Je soufre de me voir souffrir,
J’ai mal de me voir avoir mal,
J’étoufe alors que je respirais,
Je grelote alors que j’avais chaud.
Où es-tu donc passé petite lumière,
Toi qui avait élu domicile dans mon coeur,
Je te cherche et ne te trouve plus,
Tout mon corps pleure de ne plus t’avoir à mes côtés.
20 avril 2007 at 6:21
merci de ce poème: le thème me parle beaucoup
merci beaucoup
bisous thudie
21 avril 2007 at 6:48
à travers ce poème, je pense qu’on s’identifie à la petite lumière ! tout le monde à un moment de sa vie, peut se sentir perdu, manquer de repère ! cette petite lumière peut-être beaucoup de chose !

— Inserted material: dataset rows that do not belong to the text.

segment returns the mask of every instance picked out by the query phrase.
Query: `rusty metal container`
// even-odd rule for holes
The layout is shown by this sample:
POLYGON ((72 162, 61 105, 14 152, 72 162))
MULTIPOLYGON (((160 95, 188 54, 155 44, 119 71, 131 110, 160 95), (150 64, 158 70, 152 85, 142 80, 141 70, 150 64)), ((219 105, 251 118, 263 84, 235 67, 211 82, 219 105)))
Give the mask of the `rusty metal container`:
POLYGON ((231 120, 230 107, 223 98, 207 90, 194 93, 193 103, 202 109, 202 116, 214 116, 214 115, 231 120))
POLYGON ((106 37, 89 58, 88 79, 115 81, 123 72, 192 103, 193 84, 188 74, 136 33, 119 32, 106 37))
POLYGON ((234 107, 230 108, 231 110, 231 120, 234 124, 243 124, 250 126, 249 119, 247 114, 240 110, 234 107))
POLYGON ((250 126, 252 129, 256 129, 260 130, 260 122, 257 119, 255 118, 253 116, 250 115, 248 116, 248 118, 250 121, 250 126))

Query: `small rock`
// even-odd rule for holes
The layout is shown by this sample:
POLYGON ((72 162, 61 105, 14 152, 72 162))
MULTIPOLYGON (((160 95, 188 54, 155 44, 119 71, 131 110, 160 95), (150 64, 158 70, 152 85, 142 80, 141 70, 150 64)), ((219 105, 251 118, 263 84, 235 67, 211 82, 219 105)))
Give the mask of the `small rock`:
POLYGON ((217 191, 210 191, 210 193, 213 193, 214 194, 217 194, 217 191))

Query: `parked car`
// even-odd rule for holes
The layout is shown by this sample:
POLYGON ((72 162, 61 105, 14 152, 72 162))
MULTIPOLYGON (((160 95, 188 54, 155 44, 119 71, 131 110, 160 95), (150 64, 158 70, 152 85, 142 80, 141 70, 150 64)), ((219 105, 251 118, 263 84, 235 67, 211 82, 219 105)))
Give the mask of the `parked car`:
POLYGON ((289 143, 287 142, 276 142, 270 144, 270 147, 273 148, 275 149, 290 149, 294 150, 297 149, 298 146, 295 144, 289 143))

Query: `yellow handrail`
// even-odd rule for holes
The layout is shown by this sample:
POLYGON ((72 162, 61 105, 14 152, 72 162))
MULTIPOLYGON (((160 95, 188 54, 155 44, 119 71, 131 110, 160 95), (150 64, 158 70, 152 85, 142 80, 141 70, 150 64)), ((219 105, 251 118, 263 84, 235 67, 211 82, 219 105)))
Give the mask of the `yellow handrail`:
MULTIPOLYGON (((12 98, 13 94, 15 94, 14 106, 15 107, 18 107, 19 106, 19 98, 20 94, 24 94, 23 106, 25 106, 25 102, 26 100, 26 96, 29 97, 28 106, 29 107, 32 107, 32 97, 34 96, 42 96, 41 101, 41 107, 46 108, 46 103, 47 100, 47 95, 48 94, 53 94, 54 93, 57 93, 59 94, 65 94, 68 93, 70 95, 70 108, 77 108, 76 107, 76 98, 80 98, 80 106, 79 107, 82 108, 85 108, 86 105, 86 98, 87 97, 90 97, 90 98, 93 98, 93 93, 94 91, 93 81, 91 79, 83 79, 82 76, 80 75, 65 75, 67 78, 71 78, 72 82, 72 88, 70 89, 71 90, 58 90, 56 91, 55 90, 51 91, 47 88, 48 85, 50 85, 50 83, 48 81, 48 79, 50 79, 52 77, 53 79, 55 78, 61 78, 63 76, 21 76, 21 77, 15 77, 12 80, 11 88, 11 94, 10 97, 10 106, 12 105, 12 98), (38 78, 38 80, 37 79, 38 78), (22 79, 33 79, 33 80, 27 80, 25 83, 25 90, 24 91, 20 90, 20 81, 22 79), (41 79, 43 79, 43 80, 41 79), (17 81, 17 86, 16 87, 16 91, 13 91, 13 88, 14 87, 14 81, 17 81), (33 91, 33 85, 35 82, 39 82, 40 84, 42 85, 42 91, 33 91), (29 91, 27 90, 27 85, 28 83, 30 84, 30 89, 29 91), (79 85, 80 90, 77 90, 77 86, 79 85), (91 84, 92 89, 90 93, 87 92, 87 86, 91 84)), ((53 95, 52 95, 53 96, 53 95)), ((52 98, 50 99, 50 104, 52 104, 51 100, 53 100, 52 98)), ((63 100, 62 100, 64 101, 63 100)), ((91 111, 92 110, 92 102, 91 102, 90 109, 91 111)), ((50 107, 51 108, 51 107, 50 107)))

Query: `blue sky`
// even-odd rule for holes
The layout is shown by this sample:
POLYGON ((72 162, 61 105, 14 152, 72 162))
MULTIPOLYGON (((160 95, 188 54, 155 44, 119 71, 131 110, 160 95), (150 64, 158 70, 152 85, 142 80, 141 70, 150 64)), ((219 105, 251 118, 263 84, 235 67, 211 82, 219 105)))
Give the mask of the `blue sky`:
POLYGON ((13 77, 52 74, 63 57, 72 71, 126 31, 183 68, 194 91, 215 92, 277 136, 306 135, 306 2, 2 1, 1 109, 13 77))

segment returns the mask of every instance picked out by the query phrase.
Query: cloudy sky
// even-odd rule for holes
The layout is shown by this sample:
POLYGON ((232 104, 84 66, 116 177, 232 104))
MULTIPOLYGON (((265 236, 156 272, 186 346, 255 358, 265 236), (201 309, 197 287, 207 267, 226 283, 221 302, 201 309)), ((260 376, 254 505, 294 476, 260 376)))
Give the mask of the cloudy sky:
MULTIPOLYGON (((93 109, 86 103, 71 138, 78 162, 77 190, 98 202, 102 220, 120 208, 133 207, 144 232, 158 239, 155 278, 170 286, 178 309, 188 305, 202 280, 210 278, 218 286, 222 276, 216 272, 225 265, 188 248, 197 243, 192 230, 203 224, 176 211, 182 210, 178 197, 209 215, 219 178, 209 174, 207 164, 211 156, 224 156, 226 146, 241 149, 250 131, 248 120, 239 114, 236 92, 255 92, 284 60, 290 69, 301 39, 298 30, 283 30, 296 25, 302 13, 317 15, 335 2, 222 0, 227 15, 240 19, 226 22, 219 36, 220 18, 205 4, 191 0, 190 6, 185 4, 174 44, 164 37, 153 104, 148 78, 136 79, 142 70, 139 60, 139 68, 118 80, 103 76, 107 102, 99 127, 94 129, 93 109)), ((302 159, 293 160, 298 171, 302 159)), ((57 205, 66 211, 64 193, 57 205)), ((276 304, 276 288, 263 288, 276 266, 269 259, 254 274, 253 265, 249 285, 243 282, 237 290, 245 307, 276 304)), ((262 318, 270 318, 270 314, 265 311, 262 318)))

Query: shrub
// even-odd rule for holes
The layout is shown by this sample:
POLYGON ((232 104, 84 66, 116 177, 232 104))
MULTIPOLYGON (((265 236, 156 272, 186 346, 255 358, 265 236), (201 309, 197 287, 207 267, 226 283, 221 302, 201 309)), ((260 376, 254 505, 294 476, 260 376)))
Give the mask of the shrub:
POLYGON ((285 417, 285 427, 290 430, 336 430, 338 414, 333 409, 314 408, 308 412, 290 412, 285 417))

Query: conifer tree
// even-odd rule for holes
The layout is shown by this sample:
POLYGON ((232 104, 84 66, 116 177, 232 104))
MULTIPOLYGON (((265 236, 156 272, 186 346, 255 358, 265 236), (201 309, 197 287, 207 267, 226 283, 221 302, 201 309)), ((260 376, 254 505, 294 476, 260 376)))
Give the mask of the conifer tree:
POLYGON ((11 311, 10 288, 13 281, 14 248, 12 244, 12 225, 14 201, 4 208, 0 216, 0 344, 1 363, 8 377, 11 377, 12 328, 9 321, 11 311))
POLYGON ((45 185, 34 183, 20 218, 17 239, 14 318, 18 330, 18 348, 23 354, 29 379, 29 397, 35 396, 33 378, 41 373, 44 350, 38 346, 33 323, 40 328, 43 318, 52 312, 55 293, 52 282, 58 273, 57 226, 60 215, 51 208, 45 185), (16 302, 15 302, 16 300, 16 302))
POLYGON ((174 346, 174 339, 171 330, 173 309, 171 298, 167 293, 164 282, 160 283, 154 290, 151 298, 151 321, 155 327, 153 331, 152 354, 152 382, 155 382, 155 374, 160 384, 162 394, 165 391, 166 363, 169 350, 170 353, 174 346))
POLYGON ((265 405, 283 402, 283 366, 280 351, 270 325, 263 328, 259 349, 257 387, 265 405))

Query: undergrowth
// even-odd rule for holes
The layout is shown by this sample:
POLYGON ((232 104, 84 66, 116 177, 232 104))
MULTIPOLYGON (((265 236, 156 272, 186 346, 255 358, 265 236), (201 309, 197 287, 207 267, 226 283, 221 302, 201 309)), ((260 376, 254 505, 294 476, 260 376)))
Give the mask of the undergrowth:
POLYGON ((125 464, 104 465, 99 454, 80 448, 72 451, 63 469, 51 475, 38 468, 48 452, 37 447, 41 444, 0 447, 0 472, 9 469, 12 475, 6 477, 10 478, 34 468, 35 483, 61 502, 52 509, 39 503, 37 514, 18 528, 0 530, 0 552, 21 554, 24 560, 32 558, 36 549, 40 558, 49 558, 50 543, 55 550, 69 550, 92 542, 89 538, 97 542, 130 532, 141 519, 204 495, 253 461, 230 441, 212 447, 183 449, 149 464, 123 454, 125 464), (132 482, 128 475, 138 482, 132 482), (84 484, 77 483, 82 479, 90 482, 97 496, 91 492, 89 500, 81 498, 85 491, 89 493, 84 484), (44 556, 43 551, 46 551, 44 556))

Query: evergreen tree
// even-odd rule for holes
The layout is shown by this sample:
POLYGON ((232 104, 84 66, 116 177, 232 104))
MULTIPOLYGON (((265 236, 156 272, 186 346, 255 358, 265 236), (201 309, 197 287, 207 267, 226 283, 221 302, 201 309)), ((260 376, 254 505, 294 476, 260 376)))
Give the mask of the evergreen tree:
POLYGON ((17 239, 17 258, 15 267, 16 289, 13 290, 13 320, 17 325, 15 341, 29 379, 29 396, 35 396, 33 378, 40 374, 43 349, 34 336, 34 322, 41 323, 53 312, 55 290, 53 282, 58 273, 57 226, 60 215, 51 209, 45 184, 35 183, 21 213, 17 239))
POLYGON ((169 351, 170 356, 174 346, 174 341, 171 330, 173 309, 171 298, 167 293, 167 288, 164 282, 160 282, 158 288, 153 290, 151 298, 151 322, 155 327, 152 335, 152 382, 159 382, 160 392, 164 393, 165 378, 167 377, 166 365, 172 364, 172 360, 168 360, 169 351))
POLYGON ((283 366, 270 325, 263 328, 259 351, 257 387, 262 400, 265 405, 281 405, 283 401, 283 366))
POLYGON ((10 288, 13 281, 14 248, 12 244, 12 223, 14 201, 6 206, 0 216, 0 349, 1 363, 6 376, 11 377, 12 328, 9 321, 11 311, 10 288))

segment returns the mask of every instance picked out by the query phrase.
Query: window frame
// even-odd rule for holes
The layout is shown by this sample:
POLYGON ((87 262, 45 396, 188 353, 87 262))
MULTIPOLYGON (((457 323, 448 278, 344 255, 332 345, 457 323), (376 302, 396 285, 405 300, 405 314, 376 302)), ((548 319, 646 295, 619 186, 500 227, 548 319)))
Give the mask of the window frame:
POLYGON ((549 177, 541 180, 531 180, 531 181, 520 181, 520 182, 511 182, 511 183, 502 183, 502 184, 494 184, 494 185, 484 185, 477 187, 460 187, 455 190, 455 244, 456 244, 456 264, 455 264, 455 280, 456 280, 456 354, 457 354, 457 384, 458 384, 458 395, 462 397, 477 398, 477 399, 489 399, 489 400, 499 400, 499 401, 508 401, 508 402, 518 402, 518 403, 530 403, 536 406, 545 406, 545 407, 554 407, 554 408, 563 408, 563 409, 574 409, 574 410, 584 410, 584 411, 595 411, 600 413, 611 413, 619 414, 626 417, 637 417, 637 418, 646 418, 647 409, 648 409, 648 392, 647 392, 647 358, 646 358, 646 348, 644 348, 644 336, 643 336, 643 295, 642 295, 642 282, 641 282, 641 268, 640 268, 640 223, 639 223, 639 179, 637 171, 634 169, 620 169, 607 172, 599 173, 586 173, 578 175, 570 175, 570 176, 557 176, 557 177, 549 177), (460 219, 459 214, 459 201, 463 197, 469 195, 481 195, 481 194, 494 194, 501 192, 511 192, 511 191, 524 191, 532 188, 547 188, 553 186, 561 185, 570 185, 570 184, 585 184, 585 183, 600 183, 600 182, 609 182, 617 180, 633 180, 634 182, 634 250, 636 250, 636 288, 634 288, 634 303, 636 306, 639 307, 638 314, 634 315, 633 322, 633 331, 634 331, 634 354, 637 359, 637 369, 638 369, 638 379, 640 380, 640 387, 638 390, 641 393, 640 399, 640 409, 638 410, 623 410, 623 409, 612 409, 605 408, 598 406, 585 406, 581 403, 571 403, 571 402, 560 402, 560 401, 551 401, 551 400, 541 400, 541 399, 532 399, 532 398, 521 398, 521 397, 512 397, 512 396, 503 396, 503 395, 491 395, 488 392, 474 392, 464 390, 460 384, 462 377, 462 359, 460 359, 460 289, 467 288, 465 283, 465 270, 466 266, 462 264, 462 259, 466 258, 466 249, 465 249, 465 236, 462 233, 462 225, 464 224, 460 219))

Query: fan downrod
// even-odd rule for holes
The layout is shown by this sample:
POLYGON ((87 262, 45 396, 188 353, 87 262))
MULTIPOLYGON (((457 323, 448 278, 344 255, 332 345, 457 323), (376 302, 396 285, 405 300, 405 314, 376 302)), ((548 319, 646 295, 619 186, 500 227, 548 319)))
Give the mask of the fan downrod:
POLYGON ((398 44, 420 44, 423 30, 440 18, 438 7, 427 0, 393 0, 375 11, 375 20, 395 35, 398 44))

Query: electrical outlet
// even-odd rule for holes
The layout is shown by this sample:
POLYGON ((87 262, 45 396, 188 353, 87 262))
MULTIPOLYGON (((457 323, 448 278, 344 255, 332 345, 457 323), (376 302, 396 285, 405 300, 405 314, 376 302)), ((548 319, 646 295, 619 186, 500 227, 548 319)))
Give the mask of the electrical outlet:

merçi d’aller dans les profondeurs du mal ! l’important c’est de revenir aux sources vers cette petite lumière qui nous tient chaud au coeur chaque jour de notre vie !
au plaisir ! bonne continuation ! christine
4 mai 2007 at 5:25
Je soufre de me voir souffrir,
J’ai mal de me voir avoir mal,
c’est si bien dit … et tellement ça…
17 septembre 2007 at 9:25
C’est un beau texte dans lequel je me retrouve… “Le chemin que je pensais balisé”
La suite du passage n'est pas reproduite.